BYSTANDERS scattered during what police call a “hot arrest” in front of a busy Frankston serviced apartment complex at about 3pm last Sunday (5 February).

Detectives tackled a man, 28, to the ground as he supposedly kept watch beside pillars in the forecourt of the multi-level Nepean Highway building and handcuffed him.

Racing upstairs they raided an apartment and arrested the man’s two alleged accomplices – and man and a woman, both aged 34.

The couple were allegedly in possession of 118 stolen drivers’ licences, credit cards, health care and other identity cards, as well as an imitation Beretta handgun.

Detectives will allege the cards and licences were being used to produce fake identities in an elaborate fraud operation with links to possibly dozens of thefts over the past eight months.

The first arrest warrant in relation to members of the group’s alleged fraudulent activities was issued in June last year.
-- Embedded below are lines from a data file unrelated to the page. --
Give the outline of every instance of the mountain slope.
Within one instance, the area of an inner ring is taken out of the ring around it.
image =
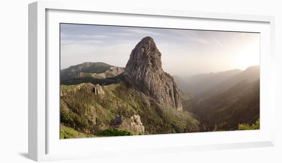
[[[116,76],[124,71],[124,68],[102,62],[85,62],[61,70],[61,80],[64,82],[83,78],[106,78]]]
[[[160,105],[183,110],[177,86],[163,70],[161,56],[153,38],[144,37],[132,50],[124,74]]]
[[[160,56],[153,39],[146,37],[132,50],[124,72],[118,75],[62,82],[62,126],[91,137],[199,131],[196,117],[183,111],[177,86],[163,70]],[[84,69],[87,75],[96,75],[97,71],[87,70],[91,66],[72,71]],[[105,73],[122,70],[107,68]]]
[[[233,75],[226,80],[214,86],[199,95],[199,96],[205,98],[214,95],[216,93],[227,90],[231,87],[233,87],[243,80],[252,82],[259,78],[259,66],[251,66],[244,71]]]
[[[228,91],[198,101],[194,111],[206,131],[234,130],[238,124],[254,123],[259,118],[259,81],[241,81]]]
[[[217,73],[200,74],[188,78],[177,77],[176,80],[180,89],[188,91],[194,95],[198,95],[243,71],[234,69]]]
[[[160,106],[123,82],[62,85],[61,89],[61,123],[82,133],[96,135],[116,128],[145,134],[199,131],[199,122],[188,112]],[[134,116],[140,123],[133,123]]]

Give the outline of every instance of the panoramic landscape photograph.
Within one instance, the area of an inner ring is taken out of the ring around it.
[[[259,33],[60,24],[60,139],[259,130]]]

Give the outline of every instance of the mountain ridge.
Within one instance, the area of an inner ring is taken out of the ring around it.
[[[132,50],[123,74],[161,105],[183,110],[177,84],[164,71],[161,56],[153,38],[144,37]]]

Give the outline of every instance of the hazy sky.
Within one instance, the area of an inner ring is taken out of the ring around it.
[[[61,66],[86,62],[125,67],[142,38],[152,37],[172,75],[245,70],[259,65],[260,34],[193,30],[61,24]]]

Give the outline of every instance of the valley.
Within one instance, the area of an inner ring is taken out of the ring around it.
[[[164,72],[161,56],[146,37],[125,68],[61,70],[61,138],[237,130],[259,120],[259,66],[182,78]]]

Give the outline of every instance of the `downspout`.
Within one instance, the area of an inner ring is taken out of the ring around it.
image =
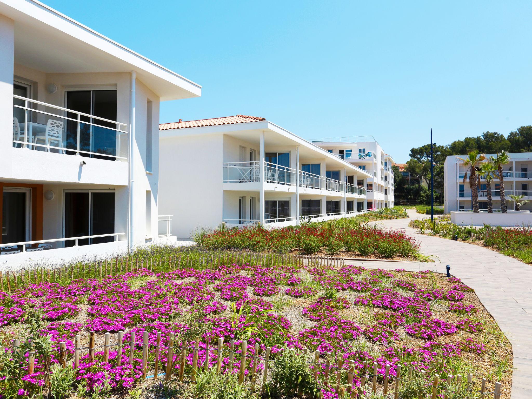
[[[296,225],[299,225],[299,146],[296,146]]]
[[[133,223],[134,215],[134,198],[135,197],[133,190],[135,183],[135,164],[134,162],[134,143],[135,143],[135,84],[136,82],[137,72],[131,72],[131,81],[129,86],[129,147],[128,157],[129,160],[129,184],[128,193],[128,252],[130,253],[133,249],[134,236],[135,228]]]

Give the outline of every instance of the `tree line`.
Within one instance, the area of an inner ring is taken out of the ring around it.
[[[443,203],[443,163],[447,155],[532,152],[532,125],[521,126],[507,136],[496,131],[486,131],[476,137],[466,137],[447,145],[433,143],[434,161],[434,201]],[[430,144],[413,148],[405,171],[410,173],[410,181],[403,177],[399,168],[394,171],[395,201],[408,200],[422,204],[430,203]],[[423,182],[428,186],[423,185]]]

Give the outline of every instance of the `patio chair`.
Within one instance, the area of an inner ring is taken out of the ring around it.
[[[64,122],[61,121],[56,121],[54,119],[48,119],[46,123],[46,130],[44,135],[36,136],[35,142],[37,143],[38,140],[44,141],[46,145],[46,151],[50,152],[51,143],[57,143],[57,147],[63,148],[63,125]],[[63,149],[59,150],[62,154],[65,153]]]

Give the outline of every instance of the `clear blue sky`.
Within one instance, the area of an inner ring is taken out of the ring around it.
[[[44,0],[203,87],[160,121],[244,114],[305,138],[430,142],[532,123],[529,2]]]

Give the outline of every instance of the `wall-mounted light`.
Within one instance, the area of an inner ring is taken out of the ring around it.
[[[46,86],[46,91],[50,94],[53,94],[57,91],[57,86],[55,83],[48,84]]]
[[[44,192],[44,198],[48,201],[51,201],[55,197],[55,194],[52,190],[46,190]]]

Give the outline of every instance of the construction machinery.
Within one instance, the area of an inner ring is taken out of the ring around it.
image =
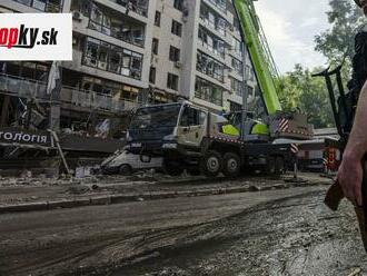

One of the accused was wanted on six warrants.

Detective Senior Constable Paul Roberts, of the Embona taskforce, said the elaborate identity theft operation began to unravel when Frankston police night shift Acting Sergeant Matt Pearce, doing a routine CBD patrol, spotted a stolen Ford sedan emerging from the building’s car park, early Saturday 4 February.

It was red flagged as having been stolen during an aggravated burglary in Lilydale two days earlier. But, before other police units could arrive on the scene, the car sped out of Frankston.

Detectives studied CCTV footage of the building’s car park and identified the occupants before finding the hotel room had been booked in real names.

A clandestine search found the imitation pistol which police removed before the next day’s raid.

Later, the Ford was found torched in Mulgrave, with the occupants possibly buying another car for cash in the eastern suburbs and driving it back to their apartment to plan their next move.

Detective Roberts said the stolen cards were being used to set up bogus online accounts with banks. Minimum credit lines would then be accessed and money taken from victims’ accounts.

He said it was unclear at this stage how much money had been stolen in this way.